All settings are passed via the params dictionary. This page documents all 17 user-configurable parameters.

Python
result = await run_analysis(
    query="Your query here",
    groq_api_key=key,
    params={
        "mode": "balanced",
        "model": "openai/gpt-oss-120b",
        "max_iterations": 3,
        # ... other settings
    }
)

Model Selection

model

Which LLM model to use for analysis.

Type String
Allowed Values "openai/gpt-oss-20b", "openai/gpt-oss-120b"
Default "openai/gpt-oss-20b"

When to change:

Choose When
gpt-oss-20b Cost-efficient analysis, faster execution, simpler queries
gpt-oss-120b Complex reasoning, research tasks, when accuracy is paramount
💡

Tip

The larger model costs roughly 2x more but can handle nuanced problems that the smaller model struggles with. Start with 20B and upgrade if results are inconsistent.

Execution Mode

mode

Pre-configured execution profile that adjusts multiple settings at once.

Type String
Allowed Values "quick", "balanced", "thorough", "research"
Default "quick"

Mode comparison:

Execution Modes Comparison

Visual Comparison of Execution Modes

Mode Iterations Timeout Best For
quick 1-2 Short Simple questions, fast responses
balanced 2-3 Medium Most general analysis tasks
thorough 3-4 Long Complex problems, important decisions
research 4-5 Extended Deep research, comprehensive analysis

When to change:

  • Use quick for straightforward factual questions or when testing
  • Use balanced for typical analysis work (good default)
  • Use thorough when the answer matters and you need confidence
  • Use research for multi-faceted problems requiring deep exploration

Iteration Control

max_iterations

Maximum number of analysis iterations before forcing synthesis.

Type Integer
Allowed Values 1, 2, 3, 4, 5
Default 2

When to change: Increase for complex problems requiring deep exploration. Decrease for simple queries to save cost.
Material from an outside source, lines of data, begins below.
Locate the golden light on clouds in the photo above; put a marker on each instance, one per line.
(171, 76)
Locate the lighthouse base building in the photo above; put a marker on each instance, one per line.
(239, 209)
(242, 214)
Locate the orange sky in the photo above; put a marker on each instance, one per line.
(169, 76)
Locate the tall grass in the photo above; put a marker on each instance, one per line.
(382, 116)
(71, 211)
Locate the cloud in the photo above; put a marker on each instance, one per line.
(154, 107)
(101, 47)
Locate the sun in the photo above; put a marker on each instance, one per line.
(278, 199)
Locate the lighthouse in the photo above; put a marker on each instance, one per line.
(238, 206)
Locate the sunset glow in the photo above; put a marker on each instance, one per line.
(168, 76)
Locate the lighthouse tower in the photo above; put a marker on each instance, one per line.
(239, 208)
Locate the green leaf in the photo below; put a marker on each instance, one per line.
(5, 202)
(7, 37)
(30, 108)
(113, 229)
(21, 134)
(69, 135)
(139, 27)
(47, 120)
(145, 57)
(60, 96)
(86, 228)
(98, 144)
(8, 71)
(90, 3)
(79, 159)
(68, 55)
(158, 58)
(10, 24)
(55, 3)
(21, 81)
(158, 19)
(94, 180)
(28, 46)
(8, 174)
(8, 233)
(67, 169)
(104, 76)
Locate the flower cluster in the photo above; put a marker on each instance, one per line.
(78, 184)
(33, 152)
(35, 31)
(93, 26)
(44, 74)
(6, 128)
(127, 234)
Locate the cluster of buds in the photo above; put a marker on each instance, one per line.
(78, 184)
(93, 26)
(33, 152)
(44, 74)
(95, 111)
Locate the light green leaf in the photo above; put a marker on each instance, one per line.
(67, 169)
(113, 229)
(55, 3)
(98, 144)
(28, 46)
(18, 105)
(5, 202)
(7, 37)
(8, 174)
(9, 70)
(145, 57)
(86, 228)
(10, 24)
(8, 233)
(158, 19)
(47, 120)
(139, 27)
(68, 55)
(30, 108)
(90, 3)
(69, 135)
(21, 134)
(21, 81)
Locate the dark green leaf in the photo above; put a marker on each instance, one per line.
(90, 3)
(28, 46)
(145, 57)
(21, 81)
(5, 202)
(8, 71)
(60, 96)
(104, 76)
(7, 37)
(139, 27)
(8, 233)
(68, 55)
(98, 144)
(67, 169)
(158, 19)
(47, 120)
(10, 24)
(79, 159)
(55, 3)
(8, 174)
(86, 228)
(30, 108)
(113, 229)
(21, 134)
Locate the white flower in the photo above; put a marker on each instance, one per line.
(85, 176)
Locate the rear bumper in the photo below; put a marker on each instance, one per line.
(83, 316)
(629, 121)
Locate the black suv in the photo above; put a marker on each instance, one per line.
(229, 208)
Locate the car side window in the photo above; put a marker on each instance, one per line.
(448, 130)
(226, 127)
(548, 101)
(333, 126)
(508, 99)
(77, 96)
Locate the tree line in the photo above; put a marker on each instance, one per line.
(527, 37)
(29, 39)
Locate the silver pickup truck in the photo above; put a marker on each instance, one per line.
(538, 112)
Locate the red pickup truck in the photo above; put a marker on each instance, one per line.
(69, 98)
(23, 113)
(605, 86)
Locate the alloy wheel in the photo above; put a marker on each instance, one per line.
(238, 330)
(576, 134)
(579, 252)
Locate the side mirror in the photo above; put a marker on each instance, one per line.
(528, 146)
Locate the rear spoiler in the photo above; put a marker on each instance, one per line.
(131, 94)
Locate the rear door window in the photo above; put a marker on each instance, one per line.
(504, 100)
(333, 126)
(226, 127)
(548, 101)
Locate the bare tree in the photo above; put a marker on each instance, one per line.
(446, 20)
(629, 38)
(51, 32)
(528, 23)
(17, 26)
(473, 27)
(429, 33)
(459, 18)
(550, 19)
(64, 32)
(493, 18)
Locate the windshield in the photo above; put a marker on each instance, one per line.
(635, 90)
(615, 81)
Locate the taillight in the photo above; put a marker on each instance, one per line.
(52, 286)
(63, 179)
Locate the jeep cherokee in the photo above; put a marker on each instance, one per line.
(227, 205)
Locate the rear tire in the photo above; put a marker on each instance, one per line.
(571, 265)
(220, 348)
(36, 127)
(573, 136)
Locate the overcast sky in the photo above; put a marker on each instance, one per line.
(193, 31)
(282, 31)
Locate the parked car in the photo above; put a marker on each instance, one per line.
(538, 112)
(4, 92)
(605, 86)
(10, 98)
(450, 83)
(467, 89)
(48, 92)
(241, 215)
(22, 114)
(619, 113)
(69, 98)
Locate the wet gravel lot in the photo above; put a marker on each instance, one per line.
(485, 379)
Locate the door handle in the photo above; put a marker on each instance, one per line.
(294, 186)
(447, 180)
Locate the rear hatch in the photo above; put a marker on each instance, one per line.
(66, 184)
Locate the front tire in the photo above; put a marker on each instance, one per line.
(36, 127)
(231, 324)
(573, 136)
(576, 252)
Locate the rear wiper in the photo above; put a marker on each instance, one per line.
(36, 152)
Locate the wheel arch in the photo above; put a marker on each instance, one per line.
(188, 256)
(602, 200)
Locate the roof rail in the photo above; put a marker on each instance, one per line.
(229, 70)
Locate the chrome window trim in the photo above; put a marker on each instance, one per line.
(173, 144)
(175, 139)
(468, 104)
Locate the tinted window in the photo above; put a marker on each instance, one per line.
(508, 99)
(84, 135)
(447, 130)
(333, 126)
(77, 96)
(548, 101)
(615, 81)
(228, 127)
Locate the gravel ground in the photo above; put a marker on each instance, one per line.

Effect: More iterations = more thorough analysis but higher cost.

min_iterations

Minimum iterations before allowing early termination.

Type Integer
Allowed Values 1, 2, 3
Default 1

When to change: Increase when you want to ensure the system explores multiple approaches before concluding, even if early results look good.

enforce_iterations

Whether to enforce minimum iterations before allowing termination.

Type Boolean
Allowed Values True, False
Default False

When to change: Set to True when you want guaranteed multi-pass analysis regardless of intermediate quality scores.

Planning Configuration

candidate_plans

Number of candidate plans to generate before selecting the best one.

Type Integer
Allowed Values 1, 2, 3, 4, 5
Default 3

When to change:

Value Situation
1 Simple queries where strategy diversity doesn't help; saves cost
3 Default; good balance of options vs. cost
5 Complex problems where the right approach isn't obvious

enable_complexity_analysis

Whether to analyze query complexity before planning.

Type Boolean
Allowed Values True, False
Default True

Effect: Complexity analysis helps tune task count and strategy appropriately for your query.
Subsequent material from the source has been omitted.